All the small talk and epigrams of the various petty impinging circles
under the social dome passed into and out of her small ears--gossip,
epigrams, aphorisms, rumours, apropos surmises, asides, and off-stage
observations, subtle with double entendre, harmless and otherwise.

She met people of fashion, of wealth, and both; and now and then
encountered one or two of those men and women of real distinction whose
names and peregrinations are seldom chronicled in the papers.

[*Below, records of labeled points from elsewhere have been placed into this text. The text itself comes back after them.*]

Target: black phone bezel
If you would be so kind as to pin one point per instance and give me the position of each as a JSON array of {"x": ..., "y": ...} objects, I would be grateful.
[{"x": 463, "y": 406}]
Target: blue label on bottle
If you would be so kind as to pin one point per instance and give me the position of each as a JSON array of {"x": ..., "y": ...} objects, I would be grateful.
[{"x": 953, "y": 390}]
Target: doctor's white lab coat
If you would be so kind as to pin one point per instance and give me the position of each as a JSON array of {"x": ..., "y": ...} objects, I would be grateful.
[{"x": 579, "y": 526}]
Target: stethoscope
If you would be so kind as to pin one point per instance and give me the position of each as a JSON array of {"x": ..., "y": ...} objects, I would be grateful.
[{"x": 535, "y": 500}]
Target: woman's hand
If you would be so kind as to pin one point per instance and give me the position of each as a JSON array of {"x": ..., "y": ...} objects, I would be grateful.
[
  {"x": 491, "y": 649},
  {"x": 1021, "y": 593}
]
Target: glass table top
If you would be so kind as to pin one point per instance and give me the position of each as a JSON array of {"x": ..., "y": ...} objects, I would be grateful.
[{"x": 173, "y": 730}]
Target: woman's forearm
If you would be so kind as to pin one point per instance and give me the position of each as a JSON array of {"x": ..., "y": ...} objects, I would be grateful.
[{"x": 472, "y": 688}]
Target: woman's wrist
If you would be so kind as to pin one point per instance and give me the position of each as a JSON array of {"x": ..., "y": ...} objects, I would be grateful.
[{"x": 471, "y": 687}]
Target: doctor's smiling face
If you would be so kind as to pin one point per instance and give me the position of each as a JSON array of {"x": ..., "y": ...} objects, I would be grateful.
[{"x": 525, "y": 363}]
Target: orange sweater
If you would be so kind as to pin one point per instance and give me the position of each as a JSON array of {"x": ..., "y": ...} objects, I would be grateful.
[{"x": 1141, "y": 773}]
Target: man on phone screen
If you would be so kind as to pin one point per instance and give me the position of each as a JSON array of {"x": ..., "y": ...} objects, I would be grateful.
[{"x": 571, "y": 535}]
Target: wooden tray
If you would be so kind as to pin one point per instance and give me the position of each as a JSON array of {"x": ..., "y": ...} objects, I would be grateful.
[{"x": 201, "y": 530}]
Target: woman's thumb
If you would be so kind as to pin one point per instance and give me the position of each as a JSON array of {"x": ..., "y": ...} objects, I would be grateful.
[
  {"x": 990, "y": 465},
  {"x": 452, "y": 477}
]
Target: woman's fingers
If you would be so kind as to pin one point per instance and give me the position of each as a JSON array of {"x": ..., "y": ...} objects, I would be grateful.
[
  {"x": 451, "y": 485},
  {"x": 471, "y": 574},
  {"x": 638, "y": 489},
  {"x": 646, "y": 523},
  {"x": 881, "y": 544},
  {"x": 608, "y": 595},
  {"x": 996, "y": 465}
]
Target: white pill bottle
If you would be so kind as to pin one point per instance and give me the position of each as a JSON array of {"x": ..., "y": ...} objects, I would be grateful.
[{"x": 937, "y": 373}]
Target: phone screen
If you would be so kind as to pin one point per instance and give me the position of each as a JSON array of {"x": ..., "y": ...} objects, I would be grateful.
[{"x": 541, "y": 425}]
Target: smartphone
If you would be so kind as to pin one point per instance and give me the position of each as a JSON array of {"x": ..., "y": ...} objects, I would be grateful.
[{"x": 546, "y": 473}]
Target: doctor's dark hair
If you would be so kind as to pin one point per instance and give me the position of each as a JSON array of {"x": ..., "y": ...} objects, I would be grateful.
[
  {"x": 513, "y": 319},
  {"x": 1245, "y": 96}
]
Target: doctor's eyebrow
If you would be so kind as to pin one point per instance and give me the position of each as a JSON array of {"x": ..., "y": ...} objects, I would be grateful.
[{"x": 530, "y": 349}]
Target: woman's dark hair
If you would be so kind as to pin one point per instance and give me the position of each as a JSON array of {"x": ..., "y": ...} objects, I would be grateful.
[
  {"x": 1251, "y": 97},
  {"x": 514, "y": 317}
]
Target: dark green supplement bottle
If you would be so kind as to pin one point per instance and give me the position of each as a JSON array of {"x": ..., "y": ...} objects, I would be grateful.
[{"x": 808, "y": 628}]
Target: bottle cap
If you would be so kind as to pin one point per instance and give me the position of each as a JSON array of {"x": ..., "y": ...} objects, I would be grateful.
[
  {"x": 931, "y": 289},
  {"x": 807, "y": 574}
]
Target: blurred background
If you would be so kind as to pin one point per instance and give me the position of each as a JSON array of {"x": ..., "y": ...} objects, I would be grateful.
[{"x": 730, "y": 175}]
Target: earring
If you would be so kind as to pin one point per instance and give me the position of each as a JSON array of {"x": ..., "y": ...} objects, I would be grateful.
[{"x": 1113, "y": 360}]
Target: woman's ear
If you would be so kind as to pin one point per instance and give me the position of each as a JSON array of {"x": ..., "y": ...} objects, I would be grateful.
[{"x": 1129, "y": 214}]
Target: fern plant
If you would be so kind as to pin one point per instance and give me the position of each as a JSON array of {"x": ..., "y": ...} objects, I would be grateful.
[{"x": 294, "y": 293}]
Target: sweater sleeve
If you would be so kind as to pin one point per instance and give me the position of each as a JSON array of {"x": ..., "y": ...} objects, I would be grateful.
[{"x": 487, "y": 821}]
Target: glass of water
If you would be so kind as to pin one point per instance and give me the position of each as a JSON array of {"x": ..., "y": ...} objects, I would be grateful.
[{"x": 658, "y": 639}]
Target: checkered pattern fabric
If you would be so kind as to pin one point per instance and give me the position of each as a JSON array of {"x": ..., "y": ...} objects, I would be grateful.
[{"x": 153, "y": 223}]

She heard the great artists of the two operas sing in private; was
regaled with information concerning the remarkable decency or indecency
of their private careers. She saw fashionable plays which instructed the
public about squalor, murder, and men's mistresses, which dissected very
skilfully and artistically the ethics of moral degradation. And being as
healthy and curious as the average girl, she found in the theatres
material with which to inform herself about certain occult mysteries
concerning which, heretofore, she had been left mercifully in doubt.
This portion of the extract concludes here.